This morning I was on a crowded commuter train in London; reading my book I was locked in my own peaceful world just like everyone else. It was quiet. I like that quiet of the morning commuter trains – it has a gentle, sleepy, quality. It feels respectful, everyone careful to abide by the consensus for silence in a consensus built pretty much on self interest. You leave me in peace and I’ll do the same for you. It’s not particularly cheery or loving, but it’s not grudging or resentful (a vibe that’s all too common on the late afternoon homeward commuter trains).
At one stop we were held for a while after everyone who wanted to had got on or off. The train driver made an announcement and apologised for the delay – we would have to wait a few moments for the line ahead to clear before we could proceed. There was a mild collective reaction, a vague ripple in the still peace and quiet – but it was nearly imperceptible, no one in the carriage even audibly sighed. And then suddenly into the silence:
“Ladies and gentlemen, can I just take this opportunity to let you all know: God loves you, God loves each and every one of you – of us. Go well today. Thank you for listening.”

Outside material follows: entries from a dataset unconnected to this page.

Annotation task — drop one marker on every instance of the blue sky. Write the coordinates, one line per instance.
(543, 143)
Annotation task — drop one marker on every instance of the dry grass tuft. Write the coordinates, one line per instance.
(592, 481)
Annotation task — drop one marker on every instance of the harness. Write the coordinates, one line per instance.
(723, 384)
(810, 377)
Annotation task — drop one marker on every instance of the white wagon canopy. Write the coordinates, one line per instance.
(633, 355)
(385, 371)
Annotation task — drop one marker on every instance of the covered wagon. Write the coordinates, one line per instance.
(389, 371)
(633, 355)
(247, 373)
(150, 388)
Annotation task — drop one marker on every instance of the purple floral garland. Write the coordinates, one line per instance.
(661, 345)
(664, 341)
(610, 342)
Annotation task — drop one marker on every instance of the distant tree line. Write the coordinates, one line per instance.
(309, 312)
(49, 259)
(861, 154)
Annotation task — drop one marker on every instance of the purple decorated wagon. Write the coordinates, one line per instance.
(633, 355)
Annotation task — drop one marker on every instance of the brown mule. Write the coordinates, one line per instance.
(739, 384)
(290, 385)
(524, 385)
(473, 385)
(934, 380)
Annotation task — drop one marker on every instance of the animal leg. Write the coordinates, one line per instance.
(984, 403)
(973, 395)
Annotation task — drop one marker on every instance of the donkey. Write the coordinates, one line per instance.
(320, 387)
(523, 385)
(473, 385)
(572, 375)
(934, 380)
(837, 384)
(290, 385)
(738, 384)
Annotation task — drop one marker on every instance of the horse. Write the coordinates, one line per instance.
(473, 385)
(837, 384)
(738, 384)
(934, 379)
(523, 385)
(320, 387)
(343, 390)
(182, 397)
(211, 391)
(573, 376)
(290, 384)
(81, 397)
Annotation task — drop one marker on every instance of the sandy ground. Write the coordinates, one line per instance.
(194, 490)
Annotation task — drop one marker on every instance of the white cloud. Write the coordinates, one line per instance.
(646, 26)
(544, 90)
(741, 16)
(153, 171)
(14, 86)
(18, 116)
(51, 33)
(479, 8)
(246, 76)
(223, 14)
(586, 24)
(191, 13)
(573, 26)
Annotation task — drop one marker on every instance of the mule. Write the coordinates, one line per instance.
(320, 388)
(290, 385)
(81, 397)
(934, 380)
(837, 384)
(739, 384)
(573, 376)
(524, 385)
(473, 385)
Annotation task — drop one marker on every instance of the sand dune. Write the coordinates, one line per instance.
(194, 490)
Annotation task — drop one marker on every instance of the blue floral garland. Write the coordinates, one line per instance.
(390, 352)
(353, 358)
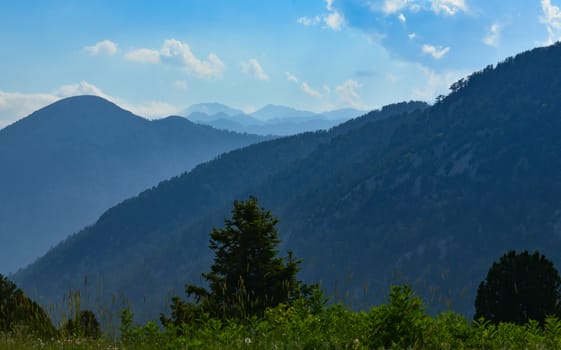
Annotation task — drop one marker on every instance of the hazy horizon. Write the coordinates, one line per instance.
(157, 59)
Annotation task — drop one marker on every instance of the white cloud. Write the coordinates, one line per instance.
(16, 105)
(334, 20)
(436, 53)
(291, 77)
(308, 90)
(102, 48)
(152, 109)
(143, 56)
(448, 7)
(552, 20)
(180, 84)
(254, 69)
(348, 94)
(309, 21)
(177, 53)
(493, 36)
(393, 6)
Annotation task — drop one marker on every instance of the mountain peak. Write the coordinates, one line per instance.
(211, 108)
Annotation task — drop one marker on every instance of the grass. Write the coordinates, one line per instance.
(401, 323)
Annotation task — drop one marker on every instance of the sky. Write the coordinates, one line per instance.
(157, 58)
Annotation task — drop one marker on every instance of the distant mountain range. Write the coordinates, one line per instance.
(270, 120)
(157, 241)
(65, 164)
(411, 193)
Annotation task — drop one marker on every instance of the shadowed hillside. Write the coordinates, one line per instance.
(65, 164)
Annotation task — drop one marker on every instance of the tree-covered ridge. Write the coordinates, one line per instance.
(147, 236)
(431, 196)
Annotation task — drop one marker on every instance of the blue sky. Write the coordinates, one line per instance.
(159, 57)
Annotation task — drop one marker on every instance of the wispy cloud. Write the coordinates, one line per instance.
(291, 77)
(448, 7)
(254, 70)
(552, 20)
(348, 94)
(308, 90)
(309, 21)
(334, 20)
(493, 36)
(394, 6)
(180, 84)
(143, 56)
(177, 53)
(435, 52)
(102, 48)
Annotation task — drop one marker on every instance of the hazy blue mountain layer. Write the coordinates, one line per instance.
(65, 164)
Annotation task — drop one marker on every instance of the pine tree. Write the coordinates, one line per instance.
(247, 275)
(518, 288)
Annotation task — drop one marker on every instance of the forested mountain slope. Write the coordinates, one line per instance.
(63, 165)
(156, 241)
(432, 197)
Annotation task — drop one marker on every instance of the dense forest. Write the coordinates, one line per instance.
(410, 193)
(81, 155)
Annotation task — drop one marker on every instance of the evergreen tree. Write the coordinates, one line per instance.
(85, 325)
(247, 275)
(17, 310)
(520, 287)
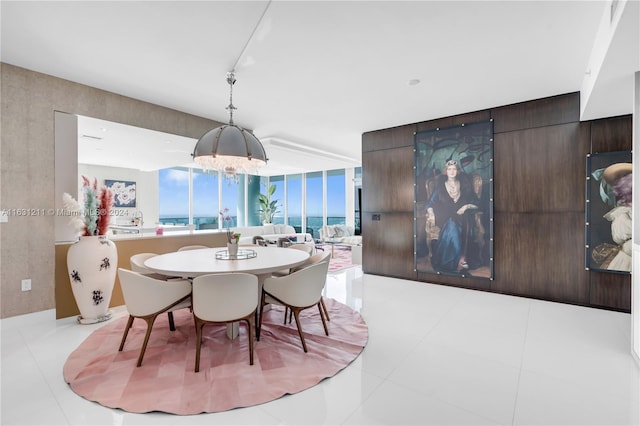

That was all. It was a short message, gently and respectfully delivered. Nonetheless I instantly bristled – at the disturbance of my peace, of the peace of the carriage. At the shock of the intervention into our sleepy privacy, so carefully guarded against, and by, one another. Then in the next moment I engaged my brain – and I was shocked at my reaction to what was essentially a generous message of love. I raised my eyes from my book and looked up at our messenger. He wore a half smile, and had his eyes half closed. Perhaps to prevent anyone catching his eye. He must have known that it’s not easy to give a free gift to people who aren’t expecting it.
It’s not easy to receive a free and unexpected gift, either. Perhaps if we gave each other more of them we’d all get better at receiving them too.